Even 70 years after the "date which will live in infamy," horrific memories of the Japanese raid on Pearl Harbor still burn in the minds of veterans who survived the attack.

Only a few local Pearl Harbor survivors remain to tell their stories of Dec. 7, 1941.

They were in their late-teens and early-20s at the time -- an aviator, a gunner, a cook, a mechanic, a driver, a musician. They were on board ships and stationed at military bases targeted by swarms of Japanese "Zero" fighters, "Kate" torpedo planes and "Val" dive bombers.

Now in their 80s and 90s, they sat in their Las Vegas living rooms last month and on previous occasions to recount their Pearl Harbor experiences.
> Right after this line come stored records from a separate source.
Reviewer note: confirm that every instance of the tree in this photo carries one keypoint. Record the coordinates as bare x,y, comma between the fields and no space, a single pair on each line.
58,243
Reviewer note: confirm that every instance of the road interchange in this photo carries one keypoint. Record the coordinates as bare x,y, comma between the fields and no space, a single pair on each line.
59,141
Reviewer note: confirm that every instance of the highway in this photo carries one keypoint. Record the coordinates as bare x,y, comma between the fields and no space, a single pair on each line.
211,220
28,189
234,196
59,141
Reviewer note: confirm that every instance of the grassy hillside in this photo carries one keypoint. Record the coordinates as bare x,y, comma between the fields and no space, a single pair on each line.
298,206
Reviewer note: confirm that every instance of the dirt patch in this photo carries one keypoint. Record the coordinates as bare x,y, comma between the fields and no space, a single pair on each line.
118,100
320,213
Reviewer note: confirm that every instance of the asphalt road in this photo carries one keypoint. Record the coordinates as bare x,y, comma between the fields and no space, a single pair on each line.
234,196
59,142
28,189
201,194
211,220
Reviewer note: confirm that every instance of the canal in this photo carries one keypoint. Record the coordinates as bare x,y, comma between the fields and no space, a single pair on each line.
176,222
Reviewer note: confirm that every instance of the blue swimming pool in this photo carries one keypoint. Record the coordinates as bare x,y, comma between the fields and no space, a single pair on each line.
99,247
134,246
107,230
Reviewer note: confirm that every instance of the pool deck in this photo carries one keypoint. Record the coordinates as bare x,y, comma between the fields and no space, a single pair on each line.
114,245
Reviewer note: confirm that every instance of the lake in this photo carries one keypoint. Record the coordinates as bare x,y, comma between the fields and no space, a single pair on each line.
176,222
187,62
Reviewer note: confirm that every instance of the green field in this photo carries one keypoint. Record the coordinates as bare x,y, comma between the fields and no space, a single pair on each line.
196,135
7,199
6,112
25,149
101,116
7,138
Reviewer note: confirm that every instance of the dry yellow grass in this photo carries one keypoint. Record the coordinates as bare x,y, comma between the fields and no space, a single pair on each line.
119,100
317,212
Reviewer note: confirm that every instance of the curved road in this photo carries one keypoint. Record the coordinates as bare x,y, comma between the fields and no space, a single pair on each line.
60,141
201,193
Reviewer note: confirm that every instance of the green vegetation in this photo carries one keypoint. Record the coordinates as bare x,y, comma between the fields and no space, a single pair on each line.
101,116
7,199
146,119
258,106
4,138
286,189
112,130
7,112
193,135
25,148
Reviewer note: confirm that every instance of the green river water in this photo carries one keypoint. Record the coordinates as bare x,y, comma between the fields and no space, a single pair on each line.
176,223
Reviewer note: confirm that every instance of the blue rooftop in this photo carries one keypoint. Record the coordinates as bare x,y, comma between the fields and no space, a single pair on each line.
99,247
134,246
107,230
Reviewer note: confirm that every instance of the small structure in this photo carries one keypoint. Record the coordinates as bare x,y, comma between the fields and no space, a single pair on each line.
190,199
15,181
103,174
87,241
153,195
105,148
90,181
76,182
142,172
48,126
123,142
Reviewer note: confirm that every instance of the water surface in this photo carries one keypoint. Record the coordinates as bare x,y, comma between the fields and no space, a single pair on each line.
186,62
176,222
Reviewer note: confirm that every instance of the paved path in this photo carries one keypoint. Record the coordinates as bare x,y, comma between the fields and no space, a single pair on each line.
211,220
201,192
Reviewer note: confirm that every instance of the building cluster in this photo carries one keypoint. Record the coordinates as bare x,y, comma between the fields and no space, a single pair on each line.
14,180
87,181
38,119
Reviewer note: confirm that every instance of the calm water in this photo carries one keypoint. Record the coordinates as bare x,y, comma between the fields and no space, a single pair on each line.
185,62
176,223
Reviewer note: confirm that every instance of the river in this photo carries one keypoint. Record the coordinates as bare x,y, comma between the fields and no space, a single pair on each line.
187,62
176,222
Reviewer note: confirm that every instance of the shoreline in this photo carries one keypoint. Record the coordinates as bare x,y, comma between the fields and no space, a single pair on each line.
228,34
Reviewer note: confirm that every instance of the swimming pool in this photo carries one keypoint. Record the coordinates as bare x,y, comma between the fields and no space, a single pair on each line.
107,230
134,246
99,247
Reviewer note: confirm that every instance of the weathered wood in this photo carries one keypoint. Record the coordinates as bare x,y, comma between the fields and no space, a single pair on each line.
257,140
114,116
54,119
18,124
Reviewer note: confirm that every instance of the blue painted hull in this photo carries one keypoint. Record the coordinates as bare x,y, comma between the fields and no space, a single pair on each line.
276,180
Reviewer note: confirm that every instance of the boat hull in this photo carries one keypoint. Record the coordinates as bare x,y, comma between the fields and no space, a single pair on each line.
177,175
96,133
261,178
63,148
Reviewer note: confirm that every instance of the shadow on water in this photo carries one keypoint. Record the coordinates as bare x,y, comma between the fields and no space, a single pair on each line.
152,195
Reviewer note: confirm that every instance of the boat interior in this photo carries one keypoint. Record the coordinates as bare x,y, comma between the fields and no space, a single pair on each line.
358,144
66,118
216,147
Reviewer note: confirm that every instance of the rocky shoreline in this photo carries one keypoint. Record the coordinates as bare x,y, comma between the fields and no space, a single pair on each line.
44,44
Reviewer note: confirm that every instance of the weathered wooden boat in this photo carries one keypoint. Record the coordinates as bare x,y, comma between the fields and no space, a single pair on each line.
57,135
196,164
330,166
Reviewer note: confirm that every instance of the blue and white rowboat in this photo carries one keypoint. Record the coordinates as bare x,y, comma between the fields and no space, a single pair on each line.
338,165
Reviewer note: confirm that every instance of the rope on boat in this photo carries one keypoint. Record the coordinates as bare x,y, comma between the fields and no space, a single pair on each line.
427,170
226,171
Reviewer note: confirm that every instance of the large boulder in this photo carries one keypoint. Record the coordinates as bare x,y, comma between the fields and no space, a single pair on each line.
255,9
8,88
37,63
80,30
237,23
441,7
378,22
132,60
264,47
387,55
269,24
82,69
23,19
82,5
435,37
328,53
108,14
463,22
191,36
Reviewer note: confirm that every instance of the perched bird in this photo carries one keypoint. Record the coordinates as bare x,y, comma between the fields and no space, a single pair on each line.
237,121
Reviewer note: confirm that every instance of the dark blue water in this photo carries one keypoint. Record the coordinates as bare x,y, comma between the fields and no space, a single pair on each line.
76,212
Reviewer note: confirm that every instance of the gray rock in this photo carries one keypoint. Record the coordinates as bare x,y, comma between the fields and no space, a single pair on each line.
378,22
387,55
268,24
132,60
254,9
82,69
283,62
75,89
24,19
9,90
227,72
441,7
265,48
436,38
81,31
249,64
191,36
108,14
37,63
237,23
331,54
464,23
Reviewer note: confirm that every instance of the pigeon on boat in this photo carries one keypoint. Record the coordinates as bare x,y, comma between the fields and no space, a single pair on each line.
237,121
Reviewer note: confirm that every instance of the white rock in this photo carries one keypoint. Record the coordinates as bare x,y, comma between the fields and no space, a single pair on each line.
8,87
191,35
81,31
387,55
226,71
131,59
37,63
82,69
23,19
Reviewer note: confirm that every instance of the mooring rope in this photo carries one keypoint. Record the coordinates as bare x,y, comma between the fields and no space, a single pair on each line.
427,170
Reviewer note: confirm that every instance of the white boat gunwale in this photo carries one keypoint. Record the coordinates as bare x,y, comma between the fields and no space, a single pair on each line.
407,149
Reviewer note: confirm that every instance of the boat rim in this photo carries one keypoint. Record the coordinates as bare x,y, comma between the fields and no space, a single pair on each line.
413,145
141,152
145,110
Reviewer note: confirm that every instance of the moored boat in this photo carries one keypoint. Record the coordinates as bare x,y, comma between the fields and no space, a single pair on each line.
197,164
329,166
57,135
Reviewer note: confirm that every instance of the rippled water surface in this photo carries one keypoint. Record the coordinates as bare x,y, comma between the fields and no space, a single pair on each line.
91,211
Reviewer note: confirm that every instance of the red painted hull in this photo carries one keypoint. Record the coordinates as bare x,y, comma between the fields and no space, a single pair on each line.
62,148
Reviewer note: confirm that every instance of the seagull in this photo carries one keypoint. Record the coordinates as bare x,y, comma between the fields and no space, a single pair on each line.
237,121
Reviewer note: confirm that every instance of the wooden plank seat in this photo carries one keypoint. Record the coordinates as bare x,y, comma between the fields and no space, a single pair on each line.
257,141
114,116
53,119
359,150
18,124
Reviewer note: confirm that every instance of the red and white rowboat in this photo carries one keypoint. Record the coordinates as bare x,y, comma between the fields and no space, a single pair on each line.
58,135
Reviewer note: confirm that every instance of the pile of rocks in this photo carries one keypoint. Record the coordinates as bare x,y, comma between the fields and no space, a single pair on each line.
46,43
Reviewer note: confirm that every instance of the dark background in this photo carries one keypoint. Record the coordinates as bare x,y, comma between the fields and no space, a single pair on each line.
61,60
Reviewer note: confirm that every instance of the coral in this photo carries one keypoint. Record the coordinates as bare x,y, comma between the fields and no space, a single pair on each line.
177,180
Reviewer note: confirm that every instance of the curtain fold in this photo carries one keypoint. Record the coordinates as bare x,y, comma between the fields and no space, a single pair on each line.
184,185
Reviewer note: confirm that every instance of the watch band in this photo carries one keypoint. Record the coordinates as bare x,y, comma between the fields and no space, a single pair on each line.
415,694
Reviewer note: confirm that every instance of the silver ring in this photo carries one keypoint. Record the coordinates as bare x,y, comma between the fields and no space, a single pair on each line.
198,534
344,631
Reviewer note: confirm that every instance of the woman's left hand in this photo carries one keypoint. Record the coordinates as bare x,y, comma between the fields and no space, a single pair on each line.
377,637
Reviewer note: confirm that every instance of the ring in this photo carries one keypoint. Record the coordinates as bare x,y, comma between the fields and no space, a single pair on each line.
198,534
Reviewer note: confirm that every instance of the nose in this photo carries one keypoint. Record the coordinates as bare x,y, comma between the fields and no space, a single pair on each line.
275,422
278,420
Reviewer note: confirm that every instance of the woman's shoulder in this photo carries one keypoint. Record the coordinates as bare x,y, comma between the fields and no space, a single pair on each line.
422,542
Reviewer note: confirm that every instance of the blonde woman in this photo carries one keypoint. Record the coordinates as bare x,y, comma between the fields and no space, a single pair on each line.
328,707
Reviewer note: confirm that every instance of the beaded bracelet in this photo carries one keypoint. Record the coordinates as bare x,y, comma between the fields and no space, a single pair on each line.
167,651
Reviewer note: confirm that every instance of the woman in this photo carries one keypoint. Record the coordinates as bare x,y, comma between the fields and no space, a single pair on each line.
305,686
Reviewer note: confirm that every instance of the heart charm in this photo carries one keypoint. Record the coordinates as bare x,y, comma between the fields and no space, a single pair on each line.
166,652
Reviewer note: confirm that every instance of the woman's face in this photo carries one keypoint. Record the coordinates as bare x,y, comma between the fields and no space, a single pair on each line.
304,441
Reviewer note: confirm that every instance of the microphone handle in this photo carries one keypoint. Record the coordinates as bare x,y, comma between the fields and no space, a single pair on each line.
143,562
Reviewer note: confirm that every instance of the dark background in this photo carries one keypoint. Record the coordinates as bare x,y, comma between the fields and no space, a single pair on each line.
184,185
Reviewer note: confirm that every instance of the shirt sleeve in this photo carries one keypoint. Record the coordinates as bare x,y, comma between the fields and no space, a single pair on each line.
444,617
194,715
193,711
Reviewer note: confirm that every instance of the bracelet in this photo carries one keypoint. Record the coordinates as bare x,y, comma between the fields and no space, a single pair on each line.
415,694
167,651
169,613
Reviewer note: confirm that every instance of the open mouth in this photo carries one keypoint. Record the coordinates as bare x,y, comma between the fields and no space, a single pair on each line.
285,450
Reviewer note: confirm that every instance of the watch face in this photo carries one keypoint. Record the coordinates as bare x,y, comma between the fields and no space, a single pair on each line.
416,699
"These people are walking carriers of history. They truly are," said Bill McWilliams, a U.S. Military Academy graduate, fighter pilot and Las Vegas author of "Sunday in Hell," a minute-by-minute account of the attack on Pearl Harbor.

"They have a unique insight to what was the first and most disastrous battle of World War II for the United States."

Pearl Harbor survivors "are a part of a generation that quite literally saved civilization in World War II," said McWilliams, a former vice commander of the fighter weapons center at Nellis Air Force Base.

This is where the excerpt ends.